Leanne Wells, the CEO of the Consumers Health Forum, which represents hospital patients, said while the Australian Medical Association report revealed gaps in the health care system, there was an urgent need to think beyond a “quick fix of pouring more money into hospitals”.

“The Consumers Health Forum believes the $57bn planned funding reduction does need to be reversed,” Well said.

“However the evidence indicates that we could get better value for our health dollar by also doing more in primary care in the community to prevent or avoid hospital admissions in the first place.”
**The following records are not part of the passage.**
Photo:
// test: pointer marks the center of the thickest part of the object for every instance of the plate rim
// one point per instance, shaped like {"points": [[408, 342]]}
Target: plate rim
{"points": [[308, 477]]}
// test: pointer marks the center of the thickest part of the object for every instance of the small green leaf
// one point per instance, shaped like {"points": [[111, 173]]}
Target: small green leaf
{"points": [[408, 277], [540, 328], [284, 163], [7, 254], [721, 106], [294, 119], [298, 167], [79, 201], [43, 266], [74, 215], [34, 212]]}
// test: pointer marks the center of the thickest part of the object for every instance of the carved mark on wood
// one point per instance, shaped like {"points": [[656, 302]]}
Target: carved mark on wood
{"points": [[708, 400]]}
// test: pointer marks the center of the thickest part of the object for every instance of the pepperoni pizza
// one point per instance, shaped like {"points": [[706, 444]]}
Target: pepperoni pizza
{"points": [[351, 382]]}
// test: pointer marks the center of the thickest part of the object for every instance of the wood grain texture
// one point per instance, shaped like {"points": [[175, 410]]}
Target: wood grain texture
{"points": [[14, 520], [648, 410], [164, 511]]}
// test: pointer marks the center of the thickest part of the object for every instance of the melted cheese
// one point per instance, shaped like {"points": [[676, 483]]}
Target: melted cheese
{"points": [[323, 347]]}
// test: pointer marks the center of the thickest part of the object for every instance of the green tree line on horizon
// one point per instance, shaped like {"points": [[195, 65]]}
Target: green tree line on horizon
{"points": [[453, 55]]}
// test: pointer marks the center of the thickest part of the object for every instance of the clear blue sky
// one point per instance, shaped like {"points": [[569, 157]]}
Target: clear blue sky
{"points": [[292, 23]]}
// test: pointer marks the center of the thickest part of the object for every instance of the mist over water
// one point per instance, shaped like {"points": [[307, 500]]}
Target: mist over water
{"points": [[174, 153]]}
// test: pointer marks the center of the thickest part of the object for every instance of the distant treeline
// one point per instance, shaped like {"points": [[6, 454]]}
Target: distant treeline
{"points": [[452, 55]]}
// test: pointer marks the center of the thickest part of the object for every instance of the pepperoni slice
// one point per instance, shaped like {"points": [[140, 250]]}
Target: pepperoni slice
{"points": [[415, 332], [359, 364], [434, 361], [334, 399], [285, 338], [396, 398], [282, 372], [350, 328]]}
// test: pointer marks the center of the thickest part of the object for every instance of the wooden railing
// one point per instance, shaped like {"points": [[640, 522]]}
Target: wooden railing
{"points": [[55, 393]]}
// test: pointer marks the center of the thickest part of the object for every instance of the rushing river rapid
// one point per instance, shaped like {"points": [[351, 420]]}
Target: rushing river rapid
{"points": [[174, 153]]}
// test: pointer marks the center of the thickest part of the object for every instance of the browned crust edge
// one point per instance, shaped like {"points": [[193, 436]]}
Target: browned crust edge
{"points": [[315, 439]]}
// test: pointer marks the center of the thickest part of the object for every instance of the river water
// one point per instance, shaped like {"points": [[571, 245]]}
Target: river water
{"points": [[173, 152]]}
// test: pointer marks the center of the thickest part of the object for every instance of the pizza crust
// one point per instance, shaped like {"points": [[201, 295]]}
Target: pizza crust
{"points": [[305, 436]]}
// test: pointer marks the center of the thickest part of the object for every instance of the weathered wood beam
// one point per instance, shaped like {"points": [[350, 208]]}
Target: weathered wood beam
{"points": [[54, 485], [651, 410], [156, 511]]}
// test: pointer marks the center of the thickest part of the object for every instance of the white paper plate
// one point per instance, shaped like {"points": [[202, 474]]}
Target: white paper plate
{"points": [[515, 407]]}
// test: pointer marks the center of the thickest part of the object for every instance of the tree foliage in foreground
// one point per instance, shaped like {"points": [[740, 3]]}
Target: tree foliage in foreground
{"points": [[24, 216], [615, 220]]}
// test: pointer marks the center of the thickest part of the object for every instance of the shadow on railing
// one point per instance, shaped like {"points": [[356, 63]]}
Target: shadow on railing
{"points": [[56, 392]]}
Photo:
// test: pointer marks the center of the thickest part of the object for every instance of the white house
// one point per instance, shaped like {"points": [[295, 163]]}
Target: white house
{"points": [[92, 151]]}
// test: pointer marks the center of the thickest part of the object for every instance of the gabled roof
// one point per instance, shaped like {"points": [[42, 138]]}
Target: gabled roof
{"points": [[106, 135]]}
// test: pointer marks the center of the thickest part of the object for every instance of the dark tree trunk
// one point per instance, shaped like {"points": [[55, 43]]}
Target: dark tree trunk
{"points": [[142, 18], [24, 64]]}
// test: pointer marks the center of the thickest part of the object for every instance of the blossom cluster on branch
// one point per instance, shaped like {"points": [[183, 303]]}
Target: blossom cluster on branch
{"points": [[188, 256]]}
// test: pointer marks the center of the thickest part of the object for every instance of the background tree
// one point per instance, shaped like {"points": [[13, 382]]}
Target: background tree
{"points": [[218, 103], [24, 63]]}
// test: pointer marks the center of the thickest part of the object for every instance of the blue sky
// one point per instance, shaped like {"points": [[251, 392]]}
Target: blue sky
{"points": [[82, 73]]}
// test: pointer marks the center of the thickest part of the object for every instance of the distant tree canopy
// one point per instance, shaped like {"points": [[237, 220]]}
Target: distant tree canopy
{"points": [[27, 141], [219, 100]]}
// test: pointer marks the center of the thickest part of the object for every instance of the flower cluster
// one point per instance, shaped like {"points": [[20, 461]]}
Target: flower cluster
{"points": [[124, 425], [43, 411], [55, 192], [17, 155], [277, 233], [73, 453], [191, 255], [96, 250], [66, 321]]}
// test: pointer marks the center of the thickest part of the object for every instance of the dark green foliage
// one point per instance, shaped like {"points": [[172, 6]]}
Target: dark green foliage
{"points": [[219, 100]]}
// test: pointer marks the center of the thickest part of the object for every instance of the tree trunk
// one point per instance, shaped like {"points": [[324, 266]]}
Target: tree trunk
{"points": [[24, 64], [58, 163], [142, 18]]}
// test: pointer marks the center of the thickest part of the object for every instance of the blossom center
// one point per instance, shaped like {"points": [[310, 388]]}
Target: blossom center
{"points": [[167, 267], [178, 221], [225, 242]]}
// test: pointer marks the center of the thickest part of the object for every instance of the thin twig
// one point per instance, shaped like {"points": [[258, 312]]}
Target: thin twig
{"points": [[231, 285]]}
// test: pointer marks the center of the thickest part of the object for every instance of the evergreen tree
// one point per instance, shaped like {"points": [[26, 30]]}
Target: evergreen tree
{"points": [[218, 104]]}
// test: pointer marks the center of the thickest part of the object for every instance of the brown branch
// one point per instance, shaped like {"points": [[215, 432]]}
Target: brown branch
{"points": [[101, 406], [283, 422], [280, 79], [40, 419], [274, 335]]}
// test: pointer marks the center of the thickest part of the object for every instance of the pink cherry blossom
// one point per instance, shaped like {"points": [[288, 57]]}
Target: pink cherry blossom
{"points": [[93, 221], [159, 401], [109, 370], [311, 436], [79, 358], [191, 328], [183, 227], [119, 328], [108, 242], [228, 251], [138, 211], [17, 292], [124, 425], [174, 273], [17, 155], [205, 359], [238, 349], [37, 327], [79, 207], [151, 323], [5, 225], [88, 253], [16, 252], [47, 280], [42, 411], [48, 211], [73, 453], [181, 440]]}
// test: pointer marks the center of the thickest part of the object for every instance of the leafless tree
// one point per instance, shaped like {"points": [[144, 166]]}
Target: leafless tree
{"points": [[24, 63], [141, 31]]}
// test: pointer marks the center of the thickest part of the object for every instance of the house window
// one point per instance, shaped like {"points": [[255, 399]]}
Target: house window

That should include doctors, nurses and other health practitioners in the community working more closely together through innovative, out-of-hospital alternatives to deal more effectively with patients with chronic health conditions in particular, she said.

Professor Stephen Leeder, from the Menzies Centre for Health Policy at the University of Sydney, said hospital funding needed to be reviewed in the context of the federal government’s tax white paper, to be revealed by March.

“State and territory leaders are negotiating with the federal government over taxes, and a rise in the GST could take pressure around hospital funding off,” Leeder said.

Leeder said the hospital funding saga was “not unsolvable”.

“These are complicated systems, and it’s important to realise what the Abbott government really cut was forward funding projections the Labor government brought in towards the end of its turn, supposedly matching growth in the health system with a view to them taking a more direct role in the running of public hospital systems,” he said.

“They covered the pill of more involvement with monetary sugar.”

Hospital funding agreements between governments was a “game they’ve played for donkey’s years”, Leeder said.

“The states won’t be able to sustain the cuts,” he said.

“But the funding of public hospitals is a state responsibility, so if the Commonwealth cuts money to the states that’s tough, but the states are responsible for finding the necessary revenue, which they can do through a range of measures. Maybe they can increase parking fines or sell a few things or introduce a state lottery.”